Comércio da Franca - O que a criança contou para a senhora?
Fabiana Zagolin - Ela me relatou que não compareceu à aula e foi para a casa de uma amiga e, lá, sua irmã soube que tinha faltado e ligou para a mãe, que foi até a casa dessa amiga muito brava e nervosa. A menina ficou com receio da mãe e tentou o suicídio, tomando água sanitária e tentando cortar o pulso. Mas após atendimento comigo, descobrimos que ela teve um relacionamento sexual com, segundo ela disse, um amigo dela em janeiro. Depois disso, ficou deprimida, sem condições emocionais para lidar com aquilo e a mãe não sabia.

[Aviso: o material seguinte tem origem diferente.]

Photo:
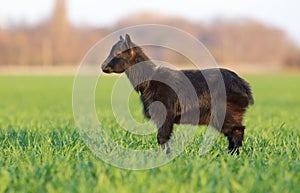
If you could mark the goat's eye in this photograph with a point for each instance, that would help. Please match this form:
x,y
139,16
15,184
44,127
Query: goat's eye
x,y
118,55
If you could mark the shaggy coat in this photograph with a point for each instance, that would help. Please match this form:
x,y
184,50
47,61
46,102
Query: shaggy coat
x,y
165,85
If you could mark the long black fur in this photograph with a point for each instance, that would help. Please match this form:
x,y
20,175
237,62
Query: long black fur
x,y
126,56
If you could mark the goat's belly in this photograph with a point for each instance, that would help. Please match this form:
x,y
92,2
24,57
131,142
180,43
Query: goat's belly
x,y
192,118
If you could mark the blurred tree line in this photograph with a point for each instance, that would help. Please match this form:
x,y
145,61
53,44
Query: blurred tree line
x,y
57,42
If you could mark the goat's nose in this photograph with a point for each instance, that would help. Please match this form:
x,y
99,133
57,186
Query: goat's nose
x,y
106,69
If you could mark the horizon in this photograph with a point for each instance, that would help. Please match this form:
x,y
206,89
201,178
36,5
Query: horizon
x,y
92,13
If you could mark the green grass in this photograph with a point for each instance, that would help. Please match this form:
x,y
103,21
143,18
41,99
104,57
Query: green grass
x,y
41,151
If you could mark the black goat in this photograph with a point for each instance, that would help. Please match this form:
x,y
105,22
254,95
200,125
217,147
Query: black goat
x,y
145,77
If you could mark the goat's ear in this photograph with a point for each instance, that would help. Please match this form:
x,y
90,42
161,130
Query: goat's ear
x,y
128,41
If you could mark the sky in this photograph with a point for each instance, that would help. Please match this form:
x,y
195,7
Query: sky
x,y
283,14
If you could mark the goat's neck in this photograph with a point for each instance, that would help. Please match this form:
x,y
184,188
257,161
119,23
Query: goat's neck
x,y
140,72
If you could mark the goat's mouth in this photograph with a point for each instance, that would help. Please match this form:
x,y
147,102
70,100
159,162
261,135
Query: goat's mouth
x,y
107,69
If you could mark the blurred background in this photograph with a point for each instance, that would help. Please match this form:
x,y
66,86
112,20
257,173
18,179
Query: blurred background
x,y
52,36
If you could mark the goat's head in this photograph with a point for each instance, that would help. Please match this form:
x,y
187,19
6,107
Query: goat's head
x,y
119,58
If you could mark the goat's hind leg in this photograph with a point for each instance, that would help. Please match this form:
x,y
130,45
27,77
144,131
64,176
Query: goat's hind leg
x,y
235,136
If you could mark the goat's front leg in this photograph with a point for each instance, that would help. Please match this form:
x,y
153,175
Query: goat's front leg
x,y
164,134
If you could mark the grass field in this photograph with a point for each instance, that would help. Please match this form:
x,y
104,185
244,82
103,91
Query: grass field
x,y
41,150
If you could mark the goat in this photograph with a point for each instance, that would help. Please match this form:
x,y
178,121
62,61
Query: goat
x,y
126,56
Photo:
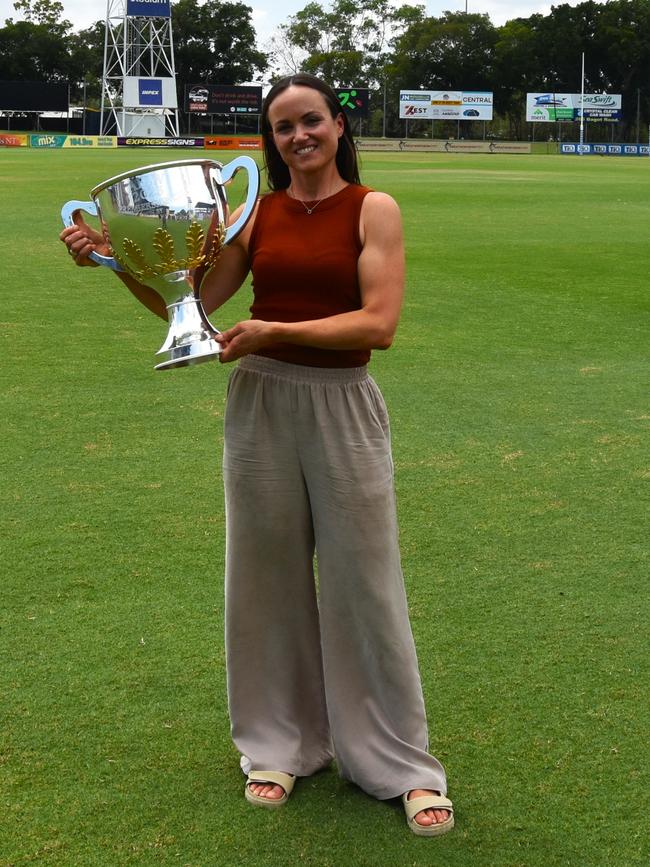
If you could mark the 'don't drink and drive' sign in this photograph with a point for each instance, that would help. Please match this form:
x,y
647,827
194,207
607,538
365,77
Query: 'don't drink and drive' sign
x,y
148,8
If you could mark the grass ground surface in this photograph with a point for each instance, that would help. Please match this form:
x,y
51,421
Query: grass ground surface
x,y
518,391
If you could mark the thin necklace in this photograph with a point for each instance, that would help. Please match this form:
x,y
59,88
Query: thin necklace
x,y
309,210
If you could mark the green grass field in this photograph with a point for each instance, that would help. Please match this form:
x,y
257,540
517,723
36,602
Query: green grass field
x,y
518,391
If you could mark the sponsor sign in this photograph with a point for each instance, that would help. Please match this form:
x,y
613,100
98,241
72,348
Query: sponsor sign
x,y
9,140
149,92
446,105
148,8
72,141
47,141
611,150
150,142
232,143
354,101
224,99
550,107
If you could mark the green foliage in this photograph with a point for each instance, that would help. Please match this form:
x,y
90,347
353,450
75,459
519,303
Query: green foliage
x,y
214,42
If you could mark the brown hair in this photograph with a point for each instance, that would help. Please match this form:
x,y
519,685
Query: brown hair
x,y
346,156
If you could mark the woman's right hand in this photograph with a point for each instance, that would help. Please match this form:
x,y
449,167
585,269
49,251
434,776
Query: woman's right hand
x,y
81,241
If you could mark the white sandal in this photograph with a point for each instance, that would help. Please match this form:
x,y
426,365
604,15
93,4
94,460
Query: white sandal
x,y
272,778
428,802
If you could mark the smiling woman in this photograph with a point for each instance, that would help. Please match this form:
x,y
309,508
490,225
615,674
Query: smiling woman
x,y
308,475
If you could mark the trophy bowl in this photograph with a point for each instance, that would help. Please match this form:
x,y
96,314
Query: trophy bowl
x,y
166,225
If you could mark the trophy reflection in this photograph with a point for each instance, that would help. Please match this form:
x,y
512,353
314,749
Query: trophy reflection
x,y
166,225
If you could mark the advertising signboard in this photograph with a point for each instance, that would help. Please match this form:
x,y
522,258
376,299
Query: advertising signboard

Comércio - A senhora ouviu a mãe também. O que ela disse?
Fabiana - Ela confirma todos os fatos. Ela disse que chegou na casa da amiga muito brava, a filha já tinha tomado água sanitária. Disse ter falado palavras pesadas para as duas e a amiga falou: “sua filha não é santa” e falou da perda da virgindade.
Comércio - Como se justifica a atitude dessa criança?
Fabiana - Ela está entrando na adolescência e essa fase tem muita crise de identidade, relacionamentos que não dão certo, sonhos não concluídos. Realmente, ela não sabe o que ela quer. E numa atitude impensada, fez isso, no desespero, de medo da mãe.